En torno a la mesa de operaciones, ocurren una serie de mudanzas, híbridos e injertos que lo angustian mucho más que el silencioso trajín de los médicos y enfermeras en sus zapatillas blancas o que las cegadoras cascadas de luz que le mandan los reflectores del cielorraso. "No le va a dolel, señol Pantoja", lo alienta el Tigre Collazos, que además de la voz tiene también los ojos

sesgados, las manos vibrátiles y la sonrisa melosa del Chino Porfirio. "Más rápido, más fácil y con menos consecuencias que la extracción de una muela, Pantita", asegura una señora Leonor cuyas caderas, papada y pechos se han robustecido y desbordado hasta confundirse con los de Leonor Curinchila. Pero allí inclinadas también sobre la mesa de operaciones, donde lo han instalado en posición ginecológica -entre sus piernas abiertas manipula bisturíes, algodones, tijeras, recipientes, el doctor Antipa Negrón-hay dos mujeres tan inseparables y antagónicas como ciertos dúos que ahora giran en su cabeza y lo regresan a la infancia, a comienzos de la adolescencia (Laurel y Hardy, Mandrake y Lotario, Tarzán y Jane): una montaña de grasa arrebujada en una mantilla española y una niña vieja, en blue jeans, con cerquillo y marcas de viruela en la cara. No saber qué hacen allí ni quiénes son-pero remotamente tiene la sensación de haberlas visto alguna vez, como de paso, entre un montón de gente-, le provoca- una angustia sin límites, y, sin tratar de impedirlo, rompe a llorar: oye sus propios sollozos profundos y sonoros. "No les tenga miedo, son las primeras reclutas del Servicio de Visitadoras, ¿acaso no reconoce a Pechuga y a Sandra? Ya se las presenté la otra noche, en Casa Chuchupe", lo tranquiliza Juan Rivera, el popular Chupito, que

ha disminuido aun más de tamaño y es un monito trepado sobre los hombros redondos, desnudos, débiles de la triste Pochita. Siente que podría morir de vergüenza, de cólera, de frustración, de rencor. Quisiera gritar: "¿Cómo te atreves a revelar el secreto delante de mi mamá, de Pocha? ¡Enano, engendro, feto! ¿Cómo te atreves a hablar de visitadoras delante de mi esposa, de la viuda de mi difunto papá?" Pero no abre la boca y sólo suda y sufre. El doctor Negrón ha terminado su faena y se incorpora con unas piezas sanguinolentas colgando de sus manos que él sólo entrevé un segundo, pues logra cerrar los ojos a tiempo. Cada instante está más herido, ofendido y asustado. El Tigre Collazos se ríe a carcajadas: "Hay que encarar las realidades y llamar al pan pan y al vino vino: los números necesitan cachar y usted les consigue con qué o lo fusilamos a cañonazos de semen." "Hemos elegido al Puesto de Horcones para la experiencia piloto del Servicio de Visitadoras, Pantoja", le anuncia con desenvoltura el general Victoria, y aunque él, apuntando con los ojos, con las manos a la señora Leonor, a la frágil y desvaída Pochita, le implora discreción, reserva, aplazamiento, olvido, el general Victoria insiste: "Ya sabemos que además de Sandra y Pechuga, ha contratado a Iris y a Lalita. ¡Vivan las cuatro mosqueteras!" El se ha puesto a llorar otra vez, en el vértice de la impotencia.

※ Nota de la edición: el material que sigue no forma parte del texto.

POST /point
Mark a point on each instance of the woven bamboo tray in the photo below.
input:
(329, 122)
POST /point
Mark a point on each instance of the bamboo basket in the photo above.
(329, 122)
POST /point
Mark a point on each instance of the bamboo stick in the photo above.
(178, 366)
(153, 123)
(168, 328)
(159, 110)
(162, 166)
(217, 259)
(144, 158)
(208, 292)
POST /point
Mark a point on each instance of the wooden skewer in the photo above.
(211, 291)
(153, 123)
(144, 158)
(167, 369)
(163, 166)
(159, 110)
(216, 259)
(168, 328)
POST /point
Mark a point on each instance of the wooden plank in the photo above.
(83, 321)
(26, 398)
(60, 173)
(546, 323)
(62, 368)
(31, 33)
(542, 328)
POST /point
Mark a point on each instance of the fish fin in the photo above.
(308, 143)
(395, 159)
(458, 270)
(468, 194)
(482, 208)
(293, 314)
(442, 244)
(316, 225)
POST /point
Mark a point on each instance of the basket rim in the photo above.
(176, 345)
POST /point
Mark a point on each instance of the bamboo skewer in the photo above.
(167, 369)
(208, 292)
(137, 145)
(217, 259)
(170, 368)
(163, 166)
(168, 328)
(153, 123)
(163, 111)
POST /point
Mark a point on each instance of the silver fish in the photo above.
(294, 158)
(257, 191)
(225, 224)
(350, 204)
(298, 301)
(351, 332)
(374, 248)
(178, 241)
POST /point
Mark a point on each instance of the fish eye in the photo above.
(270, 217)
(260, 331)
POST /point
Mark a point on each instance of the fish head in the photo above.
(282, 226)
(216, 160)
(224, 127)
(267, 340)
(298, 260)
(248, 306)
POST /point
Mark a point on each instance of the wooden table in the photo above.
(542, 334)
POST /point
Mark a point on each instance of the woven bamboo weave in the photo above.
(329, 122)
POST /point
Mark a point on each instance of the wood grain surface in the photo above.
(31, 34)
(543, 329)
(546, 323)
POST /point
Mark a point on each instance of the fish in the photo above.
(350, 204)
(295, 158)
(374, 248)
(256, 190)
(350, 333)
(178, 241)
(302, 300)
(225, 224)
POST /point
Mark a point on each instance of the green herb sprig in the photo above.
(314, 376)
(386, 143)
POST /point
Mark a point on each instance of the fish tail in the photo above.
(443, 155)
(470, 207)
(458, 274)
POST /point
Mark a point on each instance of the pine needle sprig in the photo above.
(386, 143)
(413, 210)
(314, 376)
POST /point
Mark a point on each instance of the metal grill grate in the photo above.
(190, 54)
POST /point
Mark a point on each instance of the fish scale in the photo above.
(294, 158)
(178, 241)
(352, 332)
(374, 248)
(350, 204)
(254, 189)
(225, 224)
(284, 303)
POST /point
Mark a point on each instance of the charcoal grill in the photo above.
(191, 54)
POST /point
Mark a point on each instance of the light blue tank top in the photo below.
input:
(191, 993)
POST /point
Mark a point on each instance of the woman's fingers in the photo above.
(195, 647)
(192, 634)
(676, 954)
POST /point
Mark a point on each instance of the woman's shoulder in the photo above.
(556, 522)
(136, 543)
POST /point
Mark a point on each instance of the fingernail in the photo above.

Pero ahora, en torno a su cama de recién operado, la señora Leonor y Pochita lo miran con cariño y ternura, sin la más leve sombra de malicia, con una manifiesta, maravillosa, balsámica ignorancia retratada en los ojos: no saben nada. Siente un regocijo irónico que sube por su cuerpo y se burla de sí mismo: ¿cómo podrían saber del Servicio de Visitadoras si todavía no ha ocurrido, si aún soy teniente y feliz, si ni siquiera hemos salido de Chiclayo? Pero acaba de entrar el doctor Negrón acompañado de una enfermera joven y sonriente (él la reconoce y se ruboriza: ¡Alicia, la amiga de Pocha!) que acuna un irrigador en brazos, como un recién nacido.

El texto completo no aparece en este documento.